SNMP monitoring is the standard method for obtaining information and metrics from network devices. Typically, we focus on extracting data from a single interface to monitor its status, traffic, or errors. But in many cases, we’re only interested in getting an overview of the interfaces, or to avoid overloading our somewhat outdated devices, we limit ourselves to requesting the general status of all interfaces.
Our checks work like this: they monitor the operational and administrative status of the interfaces and compare them; if one of the administratively active interfaces is in a down state, an alarm is triggered.
| Administrative config | Operational status | Check result |
| DOWN | DOWN | OK |
| UP | UP | OK |
| UP | DOWN | CRITICAL |
Yes, of course, the combination of “admin DOWN” and “status UP” is missing, but that’s why we use the ghostbusters!
Not all devices allow you to configure the administrative status of an interface. This is generally the case with network devices for security reasons: active interfaces are not left open unless they are in use, to prevent unauthorized connections.
However, some devices lack this feature either by design or due to firmware issues.
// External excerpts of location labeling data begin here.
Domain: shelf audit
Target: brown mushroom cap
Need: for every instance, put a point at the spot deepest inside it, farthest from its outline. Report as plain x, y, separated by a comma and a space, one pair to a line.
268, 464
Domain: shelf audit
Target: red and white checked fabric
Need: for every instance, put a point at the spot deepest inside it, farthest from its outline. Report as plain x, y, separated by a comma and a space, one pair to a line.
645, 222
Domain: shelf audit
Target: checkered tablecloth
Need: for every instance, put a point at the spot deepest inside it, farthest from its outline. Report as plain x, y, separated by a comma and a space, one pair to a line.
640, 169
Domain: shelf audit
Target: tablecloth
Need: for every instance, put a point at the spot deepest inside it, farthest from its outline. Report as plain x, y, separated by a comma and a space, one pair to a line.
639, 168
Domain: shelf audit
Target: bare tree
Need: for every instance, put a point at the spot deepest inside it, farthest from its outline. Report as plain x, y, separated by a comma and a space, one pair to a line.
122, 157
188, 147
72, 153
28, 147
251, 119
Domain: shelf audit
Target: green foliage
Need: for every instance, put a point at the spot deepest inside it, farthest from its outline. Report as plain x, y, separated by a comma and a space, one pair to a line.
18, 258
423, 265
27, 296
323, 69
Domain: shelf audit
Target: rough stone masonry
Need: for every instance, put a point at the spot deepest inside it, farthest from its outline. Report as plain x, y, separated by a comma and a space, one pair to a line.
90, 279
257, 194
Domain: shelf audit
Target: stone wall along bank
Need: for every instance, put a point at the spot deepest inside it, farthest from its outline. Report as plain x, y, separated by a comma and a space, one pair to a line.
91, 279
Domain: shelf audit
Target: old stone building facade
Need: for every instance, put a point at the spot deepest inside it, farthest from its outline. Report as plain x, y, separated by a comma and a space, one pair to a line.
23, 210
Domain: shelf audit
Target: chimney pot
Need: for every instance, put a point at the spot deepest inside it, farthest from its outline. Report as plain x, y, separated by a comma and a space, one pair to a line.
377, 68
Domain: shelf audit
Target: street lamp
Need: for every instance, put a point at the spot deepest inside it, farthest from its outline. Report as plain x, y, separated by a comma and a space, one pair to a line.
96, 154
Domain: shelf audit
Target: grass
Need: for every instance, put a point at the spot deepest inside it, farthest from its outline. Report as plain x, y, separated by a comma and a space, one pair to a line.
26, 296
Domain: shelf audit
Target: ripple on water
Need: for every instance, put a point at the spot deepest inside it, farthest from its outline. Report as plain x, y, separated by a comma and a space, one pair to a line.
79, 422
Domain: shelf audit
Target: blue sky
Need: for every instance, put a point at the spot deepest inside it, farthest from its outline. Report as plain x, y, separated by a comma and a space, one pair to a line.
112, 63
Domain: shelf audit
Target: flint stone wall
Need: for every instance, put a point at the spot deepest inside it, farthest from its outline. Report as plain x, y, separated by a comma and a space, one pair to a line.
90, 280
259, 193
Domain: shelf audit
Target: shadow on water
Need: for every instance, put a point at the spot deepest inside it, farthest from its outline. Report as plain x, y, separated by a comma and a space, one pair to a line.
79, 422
This is what happened to us with some NAS or firewall devices: not all available interfaces were connected, but there was no way to configure them as “administrative down.”
To avoid reports that do not match the actual status of our devices, we used regular expressions to include or exclude interfaces.
In the first case, the regular expression used on QNAP devices allowed us to include only the interfaces actually in use for each device as :
eth0, eth4,eth5,bond0, bond0.54

The second case was particularly curious: alongside the unused interfaces, a “ghost” interface—the VXLAN interface—appeared. According to the client’s configuration, this interface shouldn’t have been there, but due to a bug in the device’s SNMP process, it was reported. We therefore implemented a filter to exclude the unused interfaces (especially since there were so many in use!).
We have therefore excluded :
vxlan, ethernet1/7, ethernet1/8

If you need to get familiar with regular expressions, I recommend the website regex101.com.
You can test different regular expressions—even for different languages—and get an explanation of how yours regex filter works.